Listening to the Sun
Every year around mid-January I begin to feel that the sunlight has a different quality about it, compared to, say, a month ago. It could be that there’s more of it: in January we gain 1.5 – 2 minutes of sunlight each day, during February we add 2.5 minutes daily. But what I feel in the sunlight seems more related to quality rather than to quantity. The light seems to call to me to get outside, into nature; to take in and partake in the slow reawakening of the natural world.
Being outside in nature at this time of year offers a quiet, slower-paced environment to explore, with or without snow. A prolonged stillness as we head toward the Vernal Equinox.
Yet within the feelings of stillness and quiet bestowed by the woods in January there is tremendous movement occurring, just outside the scope of what we can observe. Movement within the earth is already brewing to bring forth the snow drops and crocuses of late winter, and the actual movement of our earth rotating through space is adding time and luster to the sun’s rays each day. Even when we are still, we are anything but!

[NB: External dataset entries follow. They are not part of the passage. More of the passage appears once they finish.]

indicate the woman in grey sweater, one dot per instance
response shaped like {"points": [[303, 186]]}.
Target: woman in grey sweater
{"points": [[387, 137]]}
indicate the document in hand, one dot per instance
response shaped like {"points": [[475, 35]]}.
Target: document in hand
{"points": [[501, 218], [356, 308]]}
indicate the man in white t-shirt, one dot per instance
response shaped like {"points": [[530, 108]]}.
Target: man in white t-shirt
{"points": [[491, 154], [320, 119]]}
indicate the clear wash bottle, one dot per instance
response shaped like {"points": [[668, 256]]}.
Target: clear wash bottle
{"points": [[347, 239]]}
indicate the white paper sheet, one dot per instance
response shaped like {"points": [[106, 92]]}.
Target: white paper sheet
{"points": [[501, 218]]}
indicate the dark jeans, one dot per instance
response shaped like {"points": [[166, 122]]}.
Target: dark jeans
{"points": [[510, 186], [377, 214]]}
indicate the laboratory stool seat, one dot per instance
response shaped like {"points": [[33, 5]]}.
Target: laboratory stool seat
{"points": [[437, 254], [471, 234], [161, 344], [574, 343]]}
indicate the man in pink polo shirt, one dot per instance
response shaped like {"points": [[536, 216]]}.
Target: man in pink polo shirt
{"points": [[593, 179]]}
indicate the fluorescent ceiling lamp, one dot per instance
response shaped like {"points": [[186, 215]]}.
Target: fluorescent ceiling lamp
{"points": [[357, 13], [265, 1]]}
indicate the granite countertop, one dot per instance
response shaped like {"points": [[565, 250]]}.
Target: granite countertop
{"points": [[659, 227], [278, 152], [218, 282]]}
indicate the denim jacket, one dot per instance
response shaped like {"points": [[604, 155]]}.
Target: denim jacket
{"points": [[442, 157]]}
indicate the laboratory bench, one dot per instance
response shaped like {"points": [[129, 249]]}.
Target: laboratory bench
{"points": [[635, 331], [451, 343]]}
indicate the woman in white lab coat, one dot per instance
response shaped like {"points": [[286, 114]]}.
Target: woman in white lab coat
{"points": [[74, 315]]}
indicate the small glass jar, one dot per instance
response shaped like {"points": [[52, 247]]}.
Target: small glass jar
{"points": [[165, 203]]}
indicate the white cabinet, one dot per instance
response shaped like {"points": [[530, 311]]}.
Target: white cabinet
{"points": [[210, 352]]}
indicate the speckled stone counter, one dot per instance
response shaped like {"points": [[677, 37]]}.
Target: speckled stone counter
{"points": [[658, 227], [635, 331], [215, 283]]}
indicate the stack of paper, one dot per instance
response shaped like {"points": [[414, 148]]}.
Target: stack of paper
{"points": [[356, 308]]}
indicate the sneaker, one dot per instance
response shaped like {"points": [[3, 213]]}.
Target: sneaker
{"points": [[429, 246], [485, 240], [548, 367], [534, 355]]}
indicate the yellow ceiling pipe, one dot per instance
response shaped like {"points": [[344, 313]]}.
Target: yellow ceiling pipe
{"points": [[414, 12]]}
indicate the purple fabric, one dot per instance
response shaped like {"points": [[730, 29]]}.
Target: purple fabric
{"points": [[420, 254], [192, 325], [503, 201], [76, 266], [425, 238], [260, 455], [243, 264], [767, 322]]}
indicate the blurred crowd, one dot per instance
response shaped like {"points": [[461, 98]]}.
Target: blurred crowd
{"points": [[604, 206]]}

Consider some of the things that the earth – with us upon it – is doing:
* spinning around, once in 24 hours, making day and night
* revolving, orbiting the sun, one complete orbit called a year
* spinning around the center of our galaxy, the Milky Way, where we are located in one of it’s ‘arms’
* our solar system moving along with our Milky Way galaxy as it speeds through space
* and presumably on and on…
It makes me dizzy just trying to think about it. Dramamine anyone?
Imagine that the earth’s movements listed above had audible sounds connected with them! This time of year would be anything but quiet. Perhaps we’d think of winter as that special season when our world gets quiet enough for us to hear the music of the spheres.